Tão fiéis ao norte-americano-centrismo como seus antecessores,
concebem a normalização de relações com Cuba como um novo método para
alcançar velhos objetivos. Condenam o bloquei à maior das Antilhas
somente por sua ineficiência, porque “não pôde promover nossos
interesses”, disse Obama em 17 de dezembro.
“Estes cinquenta anos demonstraram que o isolamento não funcionou. É
hora de adotar um novo enfoque”, disse o presidente estadunidense
naquele dia e assegurou que a política fracassada tinha estado
“enraizada nas melhores intenções”.
Ainda me pergunto se o que Obama disse em uma coletiva de imprensa
dois dias depois da alocução de 17 de dezembro foi um recurso
diplomático para convencer e tranquilizar a oposição anticubana mais
renitente e reacionária, uma gafe diplomática ou outra expressão da
rotineira soberba ianque. A seu juízo, normalizar as relações com Cuba
“nos brinda mais oportunidade de exercer influência sobre esse governo
do que se não o fizéssemos. (…) vamos estar em melhores condições,
creio, de realmente exercer alguma influência, e talvez então utilizar
tanto cenouras como o porrete”.
Quando Hillary Clinton pediu em Miami o fim do bloqueio,
argumentou que quando foi secretária de Estado compreendeu que a
política de isolar Cuba estava fortalecendo o governo cubano em vez de
debilita-lo e isso “prejudicava nossos esforços para restabelecer a
liderança dos Estados Unidos em todo o hemisfério”. Recomendou então “a
abertura positiva à influência externa, tal como fizemos de forma tão
efetiva com antigo bloco soviético e em outros lugares”.

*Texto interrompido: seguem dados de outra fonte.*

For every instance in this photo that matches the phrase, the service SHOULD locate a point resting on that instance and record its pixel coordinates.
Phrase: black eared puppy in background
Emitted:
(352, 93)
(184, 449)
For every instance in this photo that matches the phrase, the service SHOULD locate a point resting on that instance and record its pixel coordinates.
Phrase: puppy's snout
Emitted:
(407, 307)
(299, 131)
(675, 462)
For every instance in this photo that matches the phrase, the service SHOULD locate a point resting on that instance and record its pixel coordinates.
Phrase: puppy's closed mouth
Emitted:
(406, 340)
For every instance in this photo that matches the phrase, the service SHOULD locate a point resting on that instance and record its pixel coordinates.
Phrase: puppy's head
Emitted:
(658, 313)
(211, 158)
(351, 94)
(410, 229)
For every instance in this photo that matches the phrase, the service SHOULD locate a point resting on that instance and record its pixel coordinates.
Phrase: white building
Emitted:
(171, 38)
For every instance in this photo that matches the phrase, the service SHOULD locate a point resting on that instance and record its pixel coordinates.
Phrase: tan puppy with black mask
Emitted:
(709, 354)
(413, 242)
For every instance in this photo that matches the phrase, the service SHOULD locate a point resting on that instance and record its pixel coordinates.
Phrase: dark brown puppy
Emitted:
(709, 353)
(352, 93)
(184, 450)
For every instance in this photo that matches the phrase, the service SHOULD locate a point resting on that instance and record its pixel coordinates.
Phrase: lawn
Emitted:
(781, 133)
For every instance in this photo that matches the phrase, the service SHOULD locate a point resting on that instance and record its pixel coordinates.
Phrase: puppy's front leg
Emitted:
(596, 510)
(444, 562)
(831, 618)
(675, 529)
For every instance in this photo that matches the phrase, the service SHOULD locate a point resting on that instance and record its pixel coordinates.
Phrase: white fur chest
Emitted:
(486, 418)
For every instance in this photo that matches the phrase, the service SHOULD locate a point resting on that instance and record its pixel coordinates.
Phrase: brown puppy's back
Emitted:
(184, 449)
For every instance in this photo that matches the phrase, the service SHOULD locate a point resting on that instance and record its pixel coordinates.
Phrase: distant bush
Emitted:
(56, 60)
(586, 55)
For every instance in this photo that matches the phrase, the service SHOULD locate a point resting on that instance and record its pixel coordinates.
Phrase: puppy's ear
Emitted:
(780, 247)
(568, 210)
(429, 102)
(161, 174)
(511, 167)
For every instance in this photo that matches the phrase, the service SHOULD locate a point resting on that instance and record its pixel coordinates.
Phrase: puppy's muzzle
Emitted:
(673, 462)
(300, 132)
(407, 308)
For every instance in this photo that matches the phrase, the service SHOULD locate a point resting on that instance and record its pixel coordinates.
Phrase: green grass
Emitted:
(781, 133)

A aparente ousadia de Obama responde a um plano bem meditado. Estão
dando os primeiros passos em áreas que permitiriam aos EUA exercer essa
influência: telecomunicações, viagens e investimento no setor privado
cubano.
E estão conseguindo algo. O novo discurso ganha
créditos entre a audiência política estadunidense. Os mais astutos mudam
rapidamente de lado. O ex-secretário de Comércio Carlos Gutiérrez, que
copresidiu a Comissão de Assistência a uma Cuba Livre encarregada de
instrumentalizar o Plano Bush do bloqueio, descobriu em julho deste ano
que essa política entorpece o livre comércio e a reincorporação de Cuba
em organismos creditícios internacionais. Gutiérrez renegou suas
críticas iniciais a Obama e pediu a seus confrades republicanos para
apoiarem o presidente.
Qual será a voz que inclinará
definitivamente a balança nos Estados Unidos e até acelerará o colapso
do bloqueio? Não creio que seja a de um político. Por mais que um
presidente tenha tomado a iniciativa publicamente, as razões mais
sólidas dentro desse país provêm do âmbito econômico. E as empresas
começam a mostrar pressa. Quanto restará de vida ao bloqueio, então?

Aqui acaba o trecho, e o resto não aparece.